Argentinean director Ana Piterbarg brings an original screenplay and Mortensen brings his trademark gravitas, that sense of being a good man who’s capable of terrible things that was employed to such great effect in films like A History of Violence. And there are similarities between Cronenberg’s film and this tense, remorseless crime thriller – both involve people pretending to be other than they are; both have people trying to escape a criminal past.

In Piterbarg’s film Mortensen plays this role out across two characters – Agustín, the disaffected paediatrician living comfortably in Buenos Aires but plotting to escape from his wife and her plans to adopt a baby, and his twin brother Pedro, a gruff chain smoker mixed up in some bad shit, who hasn’t left their childhood life of crippling poverty on the Paraná Delta floodplains.

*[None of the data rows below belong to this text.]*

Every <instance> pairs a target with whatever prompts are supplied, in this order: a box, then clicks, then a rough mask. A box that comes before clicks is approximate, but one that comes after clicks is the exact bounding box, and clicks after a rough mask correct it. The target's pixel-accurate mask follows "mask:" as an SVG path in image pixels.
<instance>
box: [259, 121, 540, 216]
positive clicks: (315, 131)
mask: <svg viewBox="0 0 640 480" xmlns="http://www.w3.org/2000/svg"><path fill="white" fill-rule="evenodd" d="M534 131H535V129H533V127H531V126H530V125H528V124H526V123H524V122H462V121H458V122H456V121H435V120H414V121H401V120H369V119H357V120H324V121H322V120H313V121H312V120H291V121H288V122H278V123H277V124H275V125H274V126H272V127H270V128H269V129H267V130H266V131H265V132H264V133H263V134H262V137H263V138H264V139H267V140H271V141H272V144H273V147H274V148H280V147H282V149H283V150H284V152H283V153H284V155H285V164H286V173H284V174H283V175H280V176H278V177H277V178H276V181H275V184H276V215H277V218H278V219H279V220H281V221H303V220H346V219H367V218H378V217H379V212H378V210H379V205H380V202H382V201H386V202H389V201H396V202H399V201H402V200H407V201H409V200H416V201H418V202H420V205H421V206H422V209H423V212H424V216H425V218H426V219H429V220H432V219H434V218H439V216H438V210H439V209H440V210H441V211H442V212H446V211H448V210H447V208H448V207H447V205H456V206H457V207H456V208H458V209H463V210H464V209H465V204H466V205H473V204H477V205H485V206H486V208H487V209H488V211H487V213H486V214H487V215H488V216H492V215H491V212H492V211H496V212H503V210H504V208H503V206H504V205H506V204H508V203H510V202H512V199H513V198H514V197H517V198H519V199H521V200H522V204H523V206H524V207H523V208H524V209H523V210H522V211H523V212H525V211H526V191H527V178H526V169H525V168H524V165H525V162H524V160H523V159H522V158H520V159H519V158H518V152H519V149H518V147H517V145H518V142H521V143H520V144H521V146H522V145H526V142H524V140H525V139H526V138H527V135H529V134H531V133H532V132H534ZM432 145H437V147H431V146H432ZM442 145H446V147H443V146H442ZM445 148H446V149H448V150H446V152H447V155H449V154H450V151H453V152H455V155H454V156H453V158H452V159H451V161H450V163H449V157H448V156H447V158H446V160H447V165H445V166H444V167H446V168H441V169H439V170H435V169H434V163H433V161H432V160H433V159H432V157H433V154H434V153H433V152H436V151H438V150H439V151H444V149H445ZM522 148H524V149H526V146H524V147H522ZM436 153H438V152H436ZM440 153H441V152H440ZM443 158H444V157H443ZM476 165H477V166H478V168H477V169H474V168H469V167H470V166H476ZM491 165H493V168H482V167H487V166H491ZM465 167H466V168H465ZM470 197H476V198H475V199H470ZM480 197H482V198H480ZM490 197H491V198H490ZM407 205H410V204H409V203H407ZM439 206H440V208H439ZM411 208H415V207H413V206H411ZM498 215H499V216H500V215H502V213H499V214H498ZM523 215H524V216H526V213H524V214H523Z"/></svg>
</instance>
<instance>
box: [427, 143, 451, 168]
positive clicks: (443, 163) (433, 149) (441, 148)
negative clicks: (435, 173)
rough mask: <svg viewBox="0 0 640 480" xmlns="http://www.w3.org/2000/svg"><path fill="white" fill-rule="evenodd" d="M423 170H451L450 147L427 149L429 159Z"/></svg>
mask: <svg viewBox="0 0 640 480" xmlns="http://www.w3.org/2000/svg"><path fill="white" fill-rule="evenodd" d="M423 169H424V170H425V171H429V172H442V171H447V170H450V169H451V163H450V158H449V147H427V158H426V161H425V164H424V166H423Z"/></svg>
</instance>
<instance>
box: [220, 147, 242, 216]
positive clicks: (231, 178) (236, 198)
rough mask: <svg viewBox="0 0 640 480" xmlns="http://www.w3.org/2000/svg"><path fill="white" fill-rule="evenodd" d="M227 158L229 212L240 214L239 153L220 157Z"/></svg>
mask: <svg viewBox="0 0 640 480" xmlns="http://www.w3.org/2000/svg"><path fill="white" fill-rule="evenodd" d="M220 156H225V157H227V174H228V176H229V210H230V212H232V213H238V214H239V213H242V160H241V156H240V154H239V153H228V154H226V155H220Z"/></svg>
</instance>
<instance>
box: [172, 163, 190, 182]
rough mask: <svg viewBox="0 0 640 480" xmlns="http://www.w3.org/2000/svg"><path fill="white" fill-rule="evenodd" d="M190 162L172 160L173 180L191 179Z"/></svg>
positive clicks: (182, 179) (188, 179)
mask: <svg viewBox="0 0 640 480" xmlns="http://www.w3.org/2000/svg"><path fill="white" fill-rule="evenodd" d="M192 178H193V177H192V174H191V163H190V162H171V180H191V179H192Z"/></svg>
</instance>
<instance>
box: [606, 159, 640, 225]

In one of a series of very bad decisions, Agustín steals Pedro’s identity and heads back to the Delta, where he becomes immediately embroiled back in the cruelty and violence he’d once escaped.

It could play out like a hokey TV movie – identical twins, stolen identities, small time criminals – but instead becomes something more. It’s beautifully shot, filled with menacing and romantic shots of the flood plain rivers – which look just like the Mississippi Bayou, but with everyone wearing jumpers in the cold – and the acting is restrained and measured. Just like Agustín arriving back on the Delta pretending to be his twin brother, you don’t know exactly what the relationships are between people, and the driving force of the film is seeing those relationships slowly unveiled as events spiral towards an inevitable showdown. Think classic crime thriller done arthouse style – expect it to be remade for the US within the year.

3.5/5 stars

BY NICK JARVIS

Everybody Has A Plan is in cinemas now.